Unfortunately, their selflessness was not matched by others. The media was filled with self-serving articles and criticism dressed up as analysis. The on-line forums outdid themselves in repugnant comments. Most of the spittle came from the Right, with a healthy dollop of Obama-hating, wild accusations of secret favors being given to the Saudis (Obama being a secret Muslim) crass jokes about banning pressure-cookers as assault weapons, and an avalanche of anti-immigrant commentary.
And, not surprisingly, some of the leadership followed. Senator Grassley of Iowa, his taste for blood whetted by his victory on the gun bill, leapt for the opportunity to deep-six the immigration bill. In Grassley’s construct, since these two murderers were legal immigrants, all immigration must be stopped. Others, like Senators Graham, McCain, and Ayotte, with the ever vocal Congressman Peter King, demanded Mr. Obama declare Tsarnaev, who was a naturalized citizen, an Enemy Combatant (and, what, send him to Gitmo or Putin for questioning?)
Usually, I’m a junkie for this. I love the politics, I love reading even the columnists that I disagree with, I love the give and take. But the contrast of the public-spirited citizens of Massachusetts and the mean-spirited posters and devotedly amoral politicians just turned me off and I found, by the end of the week, that I needed to take a break.
So, on Saturday, I went up to the Metropolitan Museum of Art and spent a few hours in the American Wing. I thought that walking around the paintings of the Founders would purge my mind of the pettiness. And there were plenty in attendance, including Leuze’s heroic “Washington Crossing the Delaware.” But I found myself looking for the smaller pictures, the everyday genre works, the portraits that weren’t just stiff headshots. There is a wonderful charm about American painting which differs from a lot of the European. It is generally not heroic and not over-ornamented. To the extent it is epic, such as the works of Thomas Cole, Asher B. Durand, Frederic Church and Albert Bierstadt, it comes more from the land itself (the Hudson Valley, the Rocky Mountains) and not from aristocrats placed in classical poses. America was a world of doing things, and living life, and amongst the stern-looking bankers and shipping magnates and lawyers, there was the movement and energy of ordinary people. So, here was Bingham’s “Fur Traders Descending the Missouri” with the mysterious black cat on the bow. Winslow Homer’s eight boys outside a school house in “Snap the Whip”, and John Weir’s “Forging the Staff” and William Sidney Mount’s “Cider Making.”

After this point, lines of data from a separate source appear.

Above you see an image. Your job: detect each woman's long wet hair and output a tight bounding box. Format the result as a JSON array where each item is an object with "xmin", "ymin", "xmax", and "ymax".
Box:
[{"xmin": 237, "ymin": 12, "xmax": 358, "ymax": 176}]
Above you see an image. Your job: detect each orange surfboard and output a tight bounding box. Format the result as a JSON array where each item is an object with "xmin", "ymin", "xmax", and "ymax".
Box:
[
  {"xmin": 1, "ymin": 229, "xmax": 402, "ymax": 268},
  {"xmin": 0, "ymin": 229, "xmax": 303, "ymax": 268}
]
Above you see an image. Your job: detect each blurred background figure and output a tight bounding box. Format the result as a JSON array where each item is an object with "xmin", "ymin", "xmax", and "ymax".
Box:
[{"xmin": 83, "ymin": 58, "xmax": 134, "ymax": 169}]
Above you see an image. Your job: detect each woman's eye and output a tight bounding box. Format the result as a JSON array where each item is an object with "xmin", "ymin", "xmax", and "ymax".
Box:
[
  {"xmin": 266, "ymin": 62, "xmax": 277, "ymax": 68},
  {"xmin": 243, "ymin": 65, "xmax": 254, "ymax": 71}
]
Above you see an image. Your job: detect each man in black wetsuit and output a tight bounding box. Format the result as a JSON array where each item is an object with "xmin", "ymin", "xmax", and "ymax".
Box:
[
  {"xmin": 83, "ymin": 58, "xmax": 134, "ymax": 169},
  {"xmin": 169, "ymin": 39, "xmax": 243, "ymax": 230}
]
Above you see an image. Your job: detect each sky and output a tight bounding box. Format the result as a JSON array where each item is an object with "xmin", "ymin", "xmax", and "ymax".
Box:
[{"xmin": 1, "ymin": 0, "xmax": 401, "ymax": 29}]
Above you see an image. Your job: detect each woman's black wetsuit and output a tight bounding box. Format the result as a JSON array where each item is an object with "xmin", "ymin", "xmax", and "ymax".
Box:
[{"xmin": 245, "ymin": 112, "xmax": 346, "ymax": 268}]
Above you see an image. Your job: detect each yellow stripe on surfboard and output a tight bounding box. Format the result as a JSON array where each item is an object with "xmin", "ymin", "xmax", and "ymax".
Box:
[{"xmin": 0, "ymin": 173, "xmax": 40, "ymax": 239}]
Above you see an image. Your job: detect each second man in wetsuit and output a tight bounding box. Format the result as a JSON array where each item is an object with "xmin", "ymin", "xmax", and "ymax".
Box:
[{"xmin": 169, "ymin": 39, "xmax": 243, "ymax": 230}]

My mood improved and, as I turned to leave, I came across a favorite, Thomas Eakins’s terrific “The Writing Master.” The subject was his father, Benjamin Eakins, in old age. His hair is grey and thin, the lines in his face and hands are deep, but he pours over the document with great devotion to his craft.
There is a bloodline that runs in Americans, regardless of their age and where they come from, and you could see it in those paintings. All these people are alive and vibrant. They aren’t stuffed talking heads looking for talking points, and they aren’t narrow-minded posters getting their daily ration of venom. They are all just people, doing things, I would think, as the Founders intended, because that is how you build a nation.
The most remarkable image of Boston was that when the bombs went off, countless people ran towards the danger. They applied tourniquets, and tore off shirts, and comforted, and kept pressure on wounds. They didn’t ask the victim’s party identification or political philosophy or place of origin. They just helped.
To me, that is the essential challenge of contemporary politics. Do you want to go with the skeptics and the doubters, the peddlers of discord and hate, or do you want to take chances and solve problems and move forward?
I think I’ll go with the people of Boston, who ran towards the danger. Mr. Obama was right; the bombers “picked the wrong city to do it.”